The infrastructure package will send states hundreds of billions of dollars for roads over the next five years, with states having discretion over the bulk of the spending. The Biden administration recently drew pushback from Republicans after putting out guidance that encouraged using the money to fix highways before expanding infrastructure.
Republican lawmakers and governors say they want flexibility to spend the dollars as they see fit, and that the administration’s guidance appears to restrict that. Landrieu played down GOP concerns, pointing to states’ discretion over formula funds under the law. The Transportation Department has stood by its nonbinding recommendations.
The administration won’t tell a governor it knows better, Landrieu said. Rather, it would ask whether the state has considered all factors, such as potential effects on climate.
“You can imagine that the politics is going to get a little rough over time,” Landrieu said. “What we tell the governors is this: ‘Look, let’s not argue, theoretically, let’s look at the specific project and let us figure out together what works.’ ”

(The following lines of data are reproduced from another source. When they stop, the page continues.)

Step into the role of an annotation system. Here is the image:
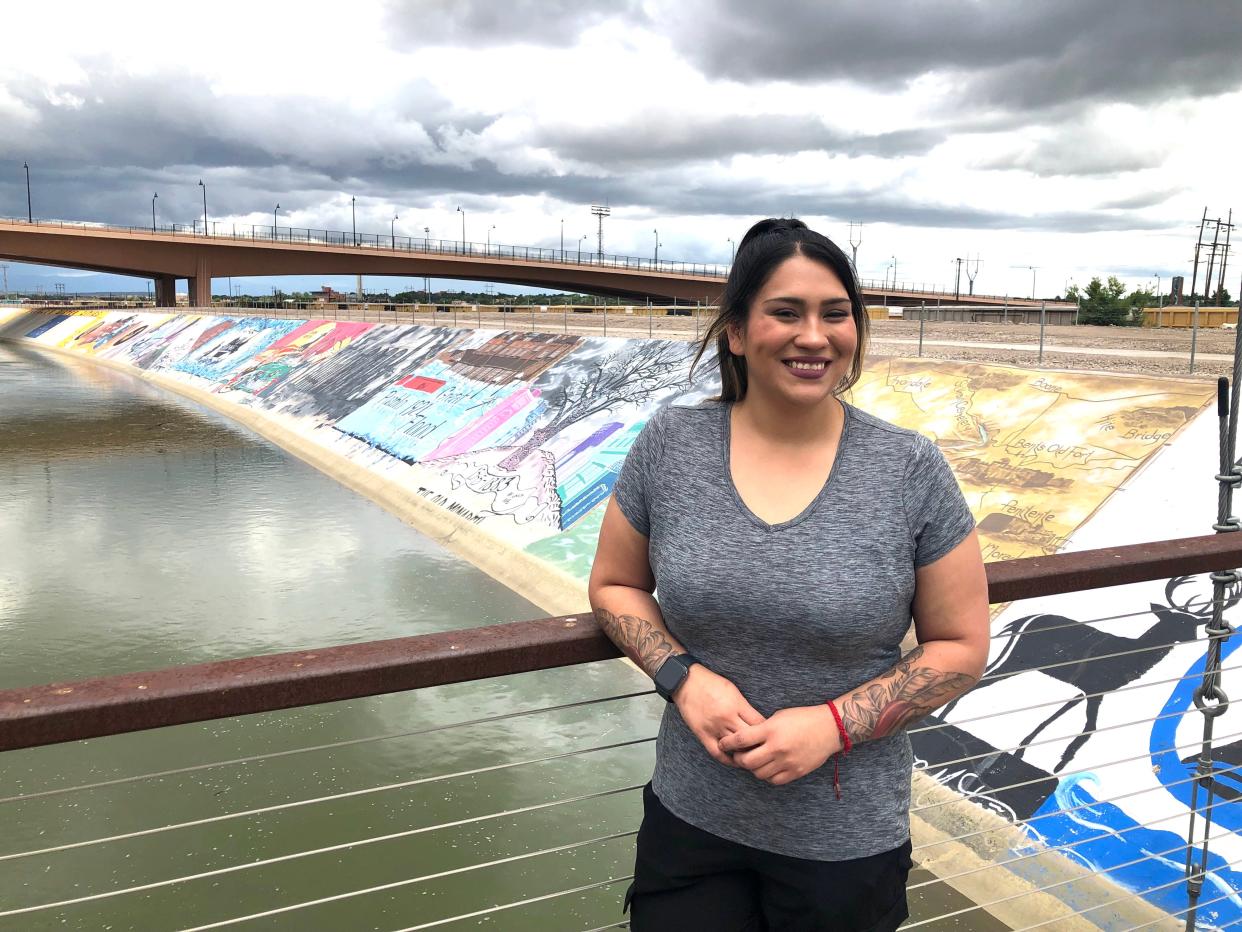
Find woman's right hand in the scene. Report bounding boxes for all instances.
[673,664,764,767]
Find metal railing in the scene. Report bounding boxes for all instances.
[0,534,1242,932]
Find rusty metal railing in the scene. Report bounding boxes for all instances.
[0,534,1242,751]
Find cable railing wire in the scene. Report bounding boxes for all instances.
[0,737,655,862]
[904,665,1242,740]
[0,783,645,918]
[0,690,656,804]
[905,790,1242,891]
[902,831,1232,928]
[1018,857,1242,932]
[910,732,1242,851]
[177,854,638,932]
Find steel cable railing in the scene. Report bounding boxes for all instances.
[0,737,655,864]
[909,666,1242,740]
[910,732,1242,851]
[175,859,638,932]
[1013,857,1242,932]
[905,790,1242,891]
[902,831,1232,930]
[0,783,643,918]
[0,690,656,805]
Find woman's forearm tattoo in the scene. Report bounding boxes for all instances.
[841,646,975,742]
[595,609,674,677]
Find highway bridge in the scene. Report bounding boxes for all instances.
[0,219,1040,307]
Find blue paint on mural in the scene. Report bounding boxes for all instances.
[1020,773,1242,928]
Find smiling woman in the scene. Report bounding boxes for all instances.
[590,220,987,932]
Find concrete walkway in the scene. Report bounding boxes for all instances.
[871,334,1233,363]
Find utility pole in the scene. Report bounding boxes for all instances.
[1203,217,1221,304]
[591,205,612,261]
[966,256,984,296]
[1190,208,1207,301]
[1216,208,1233,304]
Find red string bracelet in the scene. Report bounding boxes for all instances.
[826,700,853,799]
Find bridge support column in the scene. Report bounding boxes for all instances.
[155,275,176,307]
[188,254,211,307]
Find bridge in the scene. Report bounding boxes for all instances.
[0,219,1040,307]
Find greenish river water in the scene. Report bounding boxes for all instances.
[0,343,1002,932]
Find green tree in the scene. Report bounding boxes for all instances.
[1067,275,1133,327]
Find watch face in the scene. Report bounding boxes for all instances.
[656,656,688,700]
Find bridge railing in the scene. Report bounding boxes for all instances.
[0,534,1242,932]
[0,217,1028,298]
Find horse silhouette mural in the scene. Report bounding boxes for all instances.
[939,577,1242,773]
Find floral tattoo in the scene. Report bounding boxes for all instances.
[841,646,975,742]
[595,609,674,677]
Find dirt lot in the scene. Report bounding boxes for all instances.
[211,306,1237,379]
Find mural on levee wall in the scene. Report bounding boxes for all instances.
[7,312,1242,927]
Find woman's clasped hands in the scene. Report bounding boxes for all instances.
[673,664,841,787]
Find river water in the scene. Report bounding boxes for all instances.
[0,343,1000,932]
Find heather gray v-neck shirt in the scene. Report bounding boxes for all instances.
[614,401,975,861]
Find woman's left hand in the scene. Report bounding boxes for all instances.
[720,705,841,787]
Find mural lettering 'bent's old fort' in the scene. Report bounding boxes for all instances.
[7,313,1242,926]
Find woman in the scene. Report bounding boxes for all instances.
[590,220,987,932]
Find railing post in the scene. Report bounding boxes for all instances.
[1040,301,1048,365]
[1190,301,1199,375]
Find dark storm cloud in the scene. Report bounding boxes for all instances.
[663,0,1242,111]
[534,112,944,169]
[385,0,645,48]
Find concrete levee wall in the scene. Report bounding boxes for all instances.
[0,311,1222,928]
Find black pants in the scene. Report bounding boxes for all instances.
[623,783,912,932]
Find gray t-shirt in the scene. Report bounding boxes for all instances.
[614,401,975,861]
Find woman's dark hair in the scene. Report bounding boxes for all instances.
[691,217,871,401]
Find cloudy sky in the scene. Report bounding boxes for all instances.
[0,0,1242,297]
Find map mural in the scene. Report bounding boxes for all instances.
[9,312,1242,928]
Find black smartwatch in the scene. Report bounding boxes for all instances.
[656,654,703,702]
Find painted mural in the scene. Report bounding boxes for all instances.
[7,312,1242,928]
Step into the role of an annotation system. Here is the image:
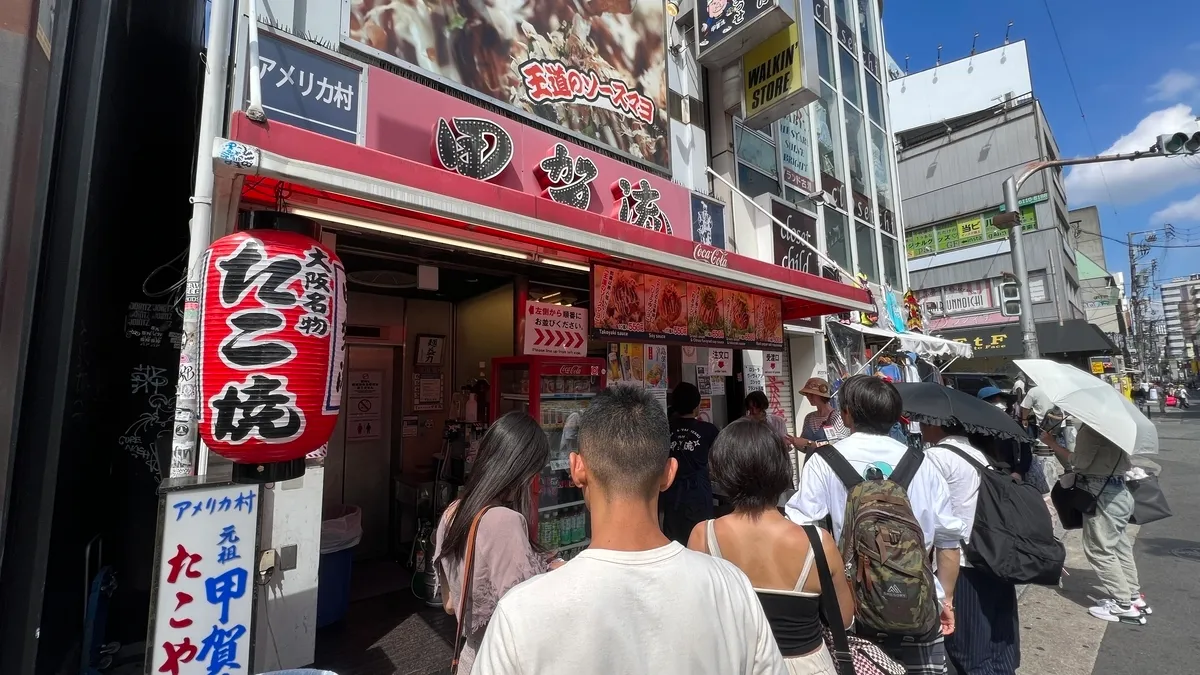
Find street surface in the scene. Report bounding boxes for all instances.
[1018,410,1200,675]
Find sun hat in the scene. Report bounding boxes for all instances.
[800,377,833,399]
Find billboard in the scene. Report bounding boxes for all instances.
[342,0,671,171]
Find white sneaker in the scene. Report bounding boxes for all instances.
[1087,598,1146,623]
[1132,593,1154,614]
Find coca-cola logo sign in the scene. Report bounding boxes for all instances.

Transportation Secretary Pete Buttigieg also has defended his department’s approach to the highway spending and its guidance.
Landrieu said the administration is trying to find common ground with state governments.
“If we have to have an argument, if there’s an irreconcilable difference, we’ll call it, and if we have the authority to stop it, we will,” Landrieu said. “If we don’t, and we can just use the voice of the bully pulpit, we’ll do that too.”